Of the daughters, Mary (1792–1849) married the West Indies merchant and plantation owner John Innes (1786–1869) and was mother of John Innes (1829–1904). Anna Maria (died 1870 aged 75) and Louisa (died 1881 aged 83) had St James Church, Gerrards Cross built in memory of their brother George Alexander; they did not marry.

Reid married, secondly in 1804, Jannet McNeil. She was the daughter of Delicia McNeil, whose mother Janet Ross had married John McKenzie; this was her second marriage. They had five sons:

- William Reid (1805–1867). He was educated at Harrow School, and entered Trinity College, Cambridge in 1820, but did not come into residence. He was a partner in Reid & Co. He married Louisa Margaret Barkly, daughter of the sugar merchant and plantation owner Aeneas Barkly, and sister of Henry Barkly. On moving away from Lyonsdown, which passed to him on his father's death, he sold it to the merchant John Cattley. He then resided at The Node, Codicote, between Hitchin and Welwyn.

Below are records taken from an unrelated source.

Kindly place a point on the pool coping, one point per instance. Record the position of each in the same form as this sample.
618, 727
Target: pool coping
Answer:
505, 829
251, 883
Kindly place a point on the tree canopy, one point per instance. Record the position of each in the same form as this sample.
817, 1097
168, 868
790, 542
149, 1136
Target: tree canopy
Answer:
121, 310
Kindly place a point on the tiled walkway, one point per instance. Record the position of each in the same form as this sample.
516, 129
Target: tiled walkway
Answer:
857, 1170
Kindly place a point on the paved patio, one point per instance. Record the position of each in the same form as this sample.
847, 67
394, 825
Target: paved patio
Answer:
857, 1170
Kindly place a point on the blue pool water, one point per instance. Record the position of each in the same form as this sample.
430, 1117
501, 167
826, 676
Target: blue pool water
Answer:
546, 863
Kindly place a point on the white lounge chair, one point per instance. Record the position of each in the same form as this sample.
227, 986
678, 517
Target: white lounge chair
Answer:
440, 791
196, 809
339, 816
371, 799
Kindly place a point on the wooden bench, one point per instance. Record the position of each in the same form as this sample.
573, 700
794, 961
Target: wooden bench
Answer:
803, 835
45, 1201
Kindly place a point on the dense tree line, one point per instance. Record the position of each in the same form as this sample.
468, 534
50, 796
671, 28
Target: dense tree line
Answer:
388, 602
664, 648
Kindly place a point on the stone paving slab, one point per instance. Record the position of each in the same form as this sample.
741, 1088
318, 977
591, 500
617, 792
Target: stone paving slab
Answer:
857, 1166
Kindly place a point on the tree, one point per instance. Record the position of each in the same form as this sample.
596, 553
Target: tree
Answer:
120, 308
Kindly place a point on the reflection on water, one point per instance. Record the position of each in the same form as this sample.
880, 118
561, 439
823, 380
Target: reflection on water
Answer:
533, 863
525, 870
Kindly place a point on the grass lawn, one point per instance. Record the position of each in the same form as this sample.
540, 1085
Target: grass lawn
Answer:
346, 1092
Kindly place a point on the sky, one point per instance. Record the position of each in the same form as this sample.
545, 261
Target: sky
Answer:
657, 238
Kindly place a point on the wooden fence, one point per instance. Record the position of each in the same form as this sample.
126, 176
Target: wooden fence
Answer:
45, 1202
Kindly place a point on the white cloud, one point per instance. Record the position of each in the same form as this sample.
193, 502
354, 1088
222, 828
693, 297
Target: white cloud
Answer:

- Hugh Reid, died unmarried.
- Henry Reid, a cleric, died unmarried. On his ordination in 1830 as a deacon he became a stipendiary curate at Great Bardfield, Essex. From 1841 to 1851 he was without a living, residing in Barnet.
- David Reid.
- Robert Reid, died without issue. He married in 1842 Dora Loraine Fraser, daughter of James Fraser, 6th of Achnagairn and Dora Macrae. Her grandmother Jean McKenzie, who married John Fraser, 5th of Achnagairn, was a first cousin of Jannet, Robert's mother. Her sister Helen married Huntley Duff.